We constantly try and figure out what people think of us but we just can’t.

  • If you care then ask. Otherwise don’t act based on what you think others think of you. Try not to waste too much time inventing stories in your head about others and what others think about you.
  • Bitching and gossiping can be really harmful. Not because it might get out and get round and then you feel embarrassed, this is not the biggest problem. The biggest problem is that we read into a set of events and imagine the motivations of people and are often very wrong about them. Over time we can build up stories of what we think is happening and eventually marginalise people, or demonise them or simply misread a set of events that are far more complicated than can be summed up in a short gossipy conversation.

Culture makes geniuses of us all

  • The Renaissance in Florence was thanks to the Medici family and a renaissance in your company will come down to starting a similar culture.
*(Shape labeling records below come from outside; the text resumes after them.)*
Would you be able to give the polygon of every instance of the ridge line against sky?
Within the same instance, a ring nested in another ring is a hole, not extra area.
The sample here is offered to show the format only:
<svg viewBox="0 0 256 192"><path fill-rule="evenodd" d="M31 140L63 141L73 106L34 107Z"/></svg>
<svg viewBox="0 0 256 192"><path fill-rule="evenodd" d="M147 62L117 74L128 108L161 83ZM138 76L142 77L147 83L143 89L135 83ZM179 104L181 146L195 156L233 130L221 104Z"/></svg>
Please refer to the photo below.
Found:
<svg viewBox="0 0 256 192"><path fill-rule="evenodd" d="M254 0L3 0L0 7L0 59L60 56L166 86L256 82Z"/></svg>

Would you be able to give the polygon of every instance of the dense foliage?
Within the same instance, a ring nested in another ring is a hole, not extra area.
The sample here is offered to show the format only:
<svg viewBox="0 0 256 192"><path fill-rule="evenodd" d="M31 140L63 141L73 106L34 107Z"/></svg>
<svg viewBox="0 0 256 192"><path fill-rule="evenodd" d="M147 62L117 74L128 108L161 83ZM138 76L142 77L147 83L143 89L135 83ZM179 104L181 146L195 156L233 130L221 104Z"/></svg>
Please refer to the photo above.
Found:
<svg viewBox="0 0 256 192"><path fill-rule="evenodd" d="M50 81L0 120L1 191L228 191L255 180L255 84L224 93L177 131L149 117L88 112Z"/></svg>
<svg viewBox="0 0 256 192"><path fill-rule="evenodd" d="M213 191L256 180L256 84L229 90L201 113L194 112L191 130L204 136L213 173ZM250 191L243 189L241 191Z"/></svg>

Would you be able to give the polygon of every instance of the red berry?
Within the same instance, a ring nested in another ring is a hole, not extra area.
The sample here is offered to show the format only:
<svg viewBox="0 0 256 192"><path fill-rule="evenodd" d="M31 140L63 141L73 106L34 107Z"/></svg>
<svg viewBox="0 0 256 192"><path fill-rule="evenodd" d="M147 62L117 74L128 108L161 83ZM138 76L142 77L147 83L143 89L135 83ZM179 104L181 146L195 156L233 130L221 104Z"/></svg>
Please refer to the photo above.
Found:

A culture of trying stuff out, learning from mistakes and challenging the convention.
  • I’ve really seen culture bring the best out in people. You create the right environment and people will shine. The flip side is that certain cultures suit some more than others, and the difficulty is trying to cater to everyone. In order to cater for everyone, have a diverse group of people giving their say when it counts, e.g. when you’re deciding on new teams, or new seating plans, or new working hours, or new office activities, don’t do it in private away from the people it will affect, get people involved and their desires will hopefully be taken on board.

Transcend your petty grievances

  • So many uber intelligent, experienced and motivated people demotivate themselves by wasting breath on little tiny things. Yes the coffee machine is broken again, is it really worth your breath and my ears for the 111th time? We’ll never attract bright aliens/ higher consciousness to our planet if we whine about this kind of stuff. Next!